Do nurse practitioners replace other health-care professionals? Will I still be able to see my doctor?
Nurse practitioners work together with — rather than replace — other health-care providers. They are part of a team and collaborate with registered nurses, doctors, social workers and others to provide care. You will still be able to see your family doctor and other health-care providers.
What are the benefits of nurse practitioners?
Nurse practitioners bring value to Canadians and their health-care system. Studies about the benefits of nurse practitioners and about patients’ experiences tell us that nurse practitioners:
- involve patients in decisions related to their care
- improve access to primary health care
- reduce pressures on the health-care system
- are valued and trusted by patients
- provide high-quality management of chronic illness (e.g., diabetes, high blood pressure)

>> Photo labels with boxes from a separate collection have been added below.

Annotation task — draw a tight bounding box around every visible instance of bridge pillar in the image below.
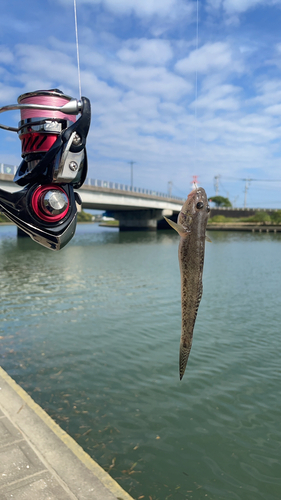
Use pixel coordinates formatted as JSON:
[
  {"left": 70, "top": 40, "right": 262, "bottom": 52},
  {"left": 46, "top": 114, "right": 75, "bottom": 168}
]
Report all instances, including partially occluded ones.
[{"left": 110, "top": 209, "right": 173, "bottom": 231}]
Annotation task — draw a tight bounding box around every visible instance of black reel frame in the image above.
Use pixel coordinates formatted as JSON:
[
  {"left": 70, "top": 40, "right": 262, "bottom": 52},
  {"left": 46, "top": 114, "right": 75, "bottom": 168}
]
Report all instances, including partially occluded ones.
[{"left": 0, "top": 97, "right": 91, "bottom": 250}]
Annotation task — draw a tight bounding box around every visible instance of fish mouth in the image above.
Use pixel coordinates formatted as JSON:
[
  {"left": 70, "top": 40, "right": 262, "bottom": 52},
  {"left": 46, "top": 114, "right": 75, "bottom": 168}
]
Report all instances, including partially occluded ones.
[{"left": 187, "top": 187, "right": 207, "bottom": 202}]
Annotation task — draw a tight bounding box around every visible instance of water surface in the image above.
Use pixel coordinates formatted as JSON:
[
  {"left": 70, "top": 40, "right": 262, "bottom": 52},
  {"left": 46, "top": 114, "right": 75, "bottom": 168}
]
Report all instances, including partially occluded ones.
[{"left": 0, "top": 224, "right": 281, "bottom": 500}]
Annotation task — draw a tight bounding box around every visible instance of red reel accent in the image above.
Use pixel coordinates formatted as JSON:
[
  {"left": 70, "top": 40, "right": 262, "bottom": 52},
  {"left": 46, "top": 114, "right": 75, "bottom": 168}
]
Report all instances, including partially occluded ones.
[
  {"left": 31, "top": 184, "right": 69, "bottom": 222},
  {"left": 20, "top": 132, "right": 58, "bottom": 156}
]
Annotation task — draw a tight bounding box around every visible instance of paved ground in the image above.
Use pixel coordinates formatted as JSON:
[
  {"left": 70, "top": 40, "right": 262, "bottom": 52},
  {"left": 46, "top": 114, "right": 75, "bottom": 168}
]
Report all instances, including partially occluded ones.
[{"left": 0, "top": 368, "right": 133, "bottom": 500}]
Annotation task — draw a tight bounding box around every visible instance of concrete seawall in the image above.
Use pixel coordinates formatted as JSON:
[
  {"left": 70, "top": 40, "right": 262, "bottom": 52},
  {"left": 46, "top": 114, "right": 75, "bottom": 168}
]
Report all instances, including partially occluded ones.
[{"left": 0, "top": 368, "right": 133, "bottom": 500}]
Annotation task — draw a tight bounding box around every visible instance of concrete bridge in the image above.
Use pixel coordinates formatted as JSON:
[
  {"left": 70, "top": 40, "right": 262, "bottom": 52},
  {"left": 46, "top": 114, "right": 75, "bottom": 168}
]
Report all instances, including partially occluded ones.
[{"left": 0, "top": 163, "right": 184, "bottom": 231}]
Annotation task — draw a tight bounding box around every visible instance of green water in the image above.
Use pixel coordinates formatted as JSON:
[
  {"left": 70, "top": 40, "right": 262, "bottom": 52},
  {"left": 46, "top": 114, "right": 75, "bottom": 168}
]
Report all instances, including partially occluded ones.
[{"left": 0, "top": 225, "right": 281, "bottom": 500}]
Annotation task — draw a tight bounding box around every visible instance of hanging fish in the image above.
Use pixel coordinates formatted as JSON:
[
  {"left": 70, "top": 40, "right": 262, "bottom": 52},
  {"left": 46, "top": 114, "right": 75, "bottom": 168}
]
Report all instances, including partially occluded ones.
[{"left": 165, "top": 187, "right": 211, "bottom": 380}]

Can nurse practitioners work in every province and territory?
Every provincial and territorial government has nurse practitioner legislation in place. There are close to 3,000 nurse practitioners in Canada. Although the largest number of nurse practitioners is found in Ontario, the nurse practitioner-to-person ratio is higher in the Northwest Territories and Nunavut.

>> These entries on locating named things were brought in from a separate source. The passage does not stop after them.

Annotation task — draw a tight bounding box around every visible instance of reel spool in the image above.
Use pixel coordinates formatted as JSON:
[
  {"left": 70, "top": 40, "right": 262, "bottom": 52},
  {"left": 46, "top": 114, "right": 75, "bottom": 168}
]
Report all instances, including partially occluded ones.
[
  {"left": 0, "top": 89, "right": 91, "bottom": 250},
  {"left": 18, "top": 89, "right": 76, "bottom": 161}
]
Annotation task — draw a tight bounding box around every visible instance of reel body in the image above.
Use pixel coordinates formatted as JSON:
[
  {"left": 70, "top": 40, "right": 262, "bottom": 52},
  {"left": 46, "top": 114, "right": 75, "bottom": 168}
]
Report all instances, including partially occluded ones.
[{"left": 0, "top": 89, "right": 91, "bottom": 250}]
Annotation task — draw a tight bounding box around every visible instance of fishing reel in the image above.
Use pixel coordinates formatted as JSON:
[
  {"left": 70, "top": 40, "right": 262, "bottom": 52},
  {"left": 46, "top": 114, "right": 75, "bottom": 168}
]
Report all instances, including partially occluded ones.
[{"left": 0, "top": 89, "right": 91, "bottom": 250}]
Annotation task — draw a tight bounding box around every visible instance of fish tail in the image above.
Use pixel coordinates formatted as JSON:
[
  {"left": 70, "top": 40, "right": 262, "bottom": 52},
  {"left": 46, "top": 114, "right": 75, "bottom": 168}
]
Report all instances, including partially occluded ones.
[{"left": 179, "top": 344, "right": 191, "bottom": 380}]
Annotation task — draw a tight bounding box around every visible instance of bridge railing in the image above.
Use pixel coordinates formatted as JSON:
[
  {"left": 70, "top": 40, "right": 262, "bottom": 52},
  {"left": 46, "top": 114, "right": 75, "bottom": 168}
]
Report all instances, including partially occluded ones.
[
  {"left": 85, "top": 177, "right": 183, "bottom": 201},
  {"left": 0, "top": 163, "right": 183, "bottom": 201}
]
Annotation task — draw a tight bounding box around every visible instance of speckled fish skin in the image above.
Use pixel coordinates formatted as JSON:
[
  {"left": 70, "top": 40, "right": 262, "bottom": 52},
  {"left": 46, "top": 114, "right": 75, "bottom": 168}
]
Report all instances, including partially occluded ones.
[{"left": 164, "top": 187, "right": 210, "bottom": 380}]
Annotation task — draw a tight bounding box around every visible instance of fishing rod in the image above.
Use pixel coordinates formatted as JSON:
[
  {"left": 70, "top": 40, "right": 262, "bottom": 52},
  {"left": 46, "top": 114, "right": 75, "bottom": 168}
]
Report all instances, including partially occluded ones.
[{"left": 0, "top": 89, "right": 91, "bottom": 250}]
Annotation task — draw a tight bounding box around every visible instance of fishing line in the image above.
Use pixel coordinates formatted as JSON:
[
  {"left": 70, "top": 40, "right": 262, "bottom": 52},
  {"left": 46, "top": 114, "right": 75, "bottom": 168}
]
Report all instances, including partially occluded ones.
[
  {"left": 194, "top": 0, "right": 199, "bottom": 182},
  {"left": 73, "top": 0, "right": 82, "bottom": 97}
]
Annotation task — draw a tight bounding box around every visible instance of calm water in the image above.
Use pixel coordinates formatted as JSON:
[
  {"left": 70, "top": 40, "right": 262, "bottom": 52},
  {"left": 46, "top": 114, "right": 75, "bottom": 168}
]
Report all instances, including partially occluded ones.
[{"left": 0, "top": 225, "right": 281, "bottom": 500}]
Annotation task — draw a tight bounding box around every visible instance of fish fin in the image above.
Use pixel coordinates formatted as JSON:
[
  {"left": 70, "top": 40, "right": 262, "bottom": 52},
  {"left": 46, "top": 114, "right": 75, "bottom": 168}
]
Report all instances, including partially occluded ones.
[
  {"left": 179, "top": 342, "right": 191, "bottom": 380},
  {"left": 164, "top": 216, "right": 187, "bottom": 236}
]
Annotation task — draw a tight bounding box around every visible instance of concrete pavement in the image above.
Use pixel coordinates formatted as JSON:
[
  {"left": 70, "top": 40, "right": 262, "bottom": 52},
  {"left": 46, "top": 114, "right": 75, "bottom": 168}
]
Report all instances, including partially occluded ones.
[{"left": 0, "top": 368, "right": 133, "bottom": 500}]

Are nurse practitioners a new addition to the health-care system?
Nurse practitioners first appeared in Canada in the 1960s. The early nurse practitioners provided care in rural and remote areas. By the 1970s, interest in the nurse practitioner role increased and more education programs for the role were started. Today, nurse practitioners are seen as an important part of the health-care system.
CNA’s Nurse Practitioner Position Statement
CNA believes that the nurse practitioner role contributes significantly to improve timely access to individualized, high-quality, cost-effective care through a broad range of models of health care.